第3話 幼なじみと帰り道
僕の通っている山ヶ峰高校は小さな山の上に立っている。そこから自宅へ帰り道は、高校から続くつづら折りを下って、開けた大通り沿いをまっすぐに行く。
今はその大通りを歩きながら、通り沿いのスーパーへ空と二人で向かっている。
「今日のメニューはなんになりますかね、空さん」
「何がいいか考えといてって言いましたよね。春ちゃんさん」
空はそう言ってジト目で上目遣いをしてきた。正直ちょっとかわいいので、反応に困る。
「えっと、二人で食べるのに一人で決めるのも悪いかなと思ったていうか」
「忘れてただけだよね」
その通り、ときっぱり言ってしまいたいが、それは怒られそうだ。なにか言い訳を思いつかないかと、あたりを見回してみるが、何も思いつかない。
僕がなにか屁理屈を言って誤魔化そうという雰囲気を察したのだろう。空はこちらを見て、ため息をついた。
「はぁ、しょうがないなぁ。じゃあ、スーパーに着くまでには決めるってことにしよっか」
「そうしてください」
僕としては願ってもないので、そうお願いしておく。
ただまあ、なんの取っ掛かりもなければ決めづらいと思ったのだろう。
「何か食べたいものはないの?」
と尋ねてきた。
そうは言ってもこいつの作る料理は大概美味いのだ。選べと言われても何を選ぼうかと迷ってしまう。
かといってなんでもいいと言うのはだめだろう。
うちの父親もよく「今日の夕飯はなんでもいいよ」と母親に言って怒られている。母曰く、なんでもいいはどうでもいいと言ってるのと同じらしい。
なんとかそれ以外の答えを見つけないといけない。
僕は褒めて、逆に空が提案してくるように仕向けることにとした。
「うーん、悩むなぁ。空の作る料理は何でも美味いからな」
「どうしたの急に、お世辞なんか言っちゃって。そんなこと言っても誤魔化されないよ」
そう言ってはいるが、空は顔を赤らめ、明らかに上機嫌になっている。このままいけば、こいつは自分が今最も自信のある料理を提案してくるようになるだろう。
しかし、今日の空は一味違った。
「まあ、春ちゃんは舌がお子様だから食べたいものっていっても、どうせカレー、からあげ、ハンバーグとかで、言うのが恥ずかしいってのは分かるよ」
とはぐらかすように付け加えてきたのだ。こんなことを言われては反論しないわけにはいかない。

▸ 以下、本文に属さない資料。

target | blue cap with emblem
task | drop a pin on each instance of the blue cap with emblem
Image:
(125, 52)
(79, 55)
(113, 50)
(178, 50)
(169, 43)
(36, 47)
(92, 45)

「僕はそんな子供舌じゃないぞ。最近はあれとか食えるようになったからな。ピーマンとか、ニンジンとか、トマトとか」
「じゃあ、今日のメニューは、チンジャオロース、ニンジンの甘煮、トマトサラダで決まりだね。それでいい?」
よくない!
良くないが、ただ反対したのでは僕が子供舌だと思われてしまう。
「いや、どんなものでも偏ると健康に良くないっていうか」
「でもおばさんのメモ帳によるとここ一週間、どれも出してないみたいだけど」
空は手にしたメモ帳を見ながらそう言った。
うちの家庭状況は筒抜けだった。このままでは言い負かされてしまいそうだ。
あたりを見渡すと『ベジタリアン向けメニューもあります』と書かれたレストランの立て看板が目に止まった。ほう、ベジタリアンか。
「ベジタリアンに対する強烈なアンチテーゼを発信するために、野菜を食べるわけにはいかないっていうか」
「今週食べた野菜は、キャベツ、白菜、きゅうり、ごぼう、ニラ、…」
空は僕が今週食べた野菜を読み上げていく。そうだった。うちの家庭状況は完全に握られてるんだった。
ちょっと小難しい言葉を使えばごまかせると思っていた。僕はバカだった。
二の句が継げないであたふたしていると、空が助け舟を出してくる。
「じゃあ、ニンジンが入ってるカレーで妥協してあげよう」
それなら食べれる!
「うん、それでいいよ。いや、僕は食べれるんだけどね」
「そういうことにしといてあげる。あ、ご飯に旗たててあげよっか」
歩くペースを速めた。後ろから、少し焦ったような小走りの音が聞こえる。
「ごめん、ごめん、からかいすぎた。そんな怒んないで」
スーパーに着くまで早歩きを続けた。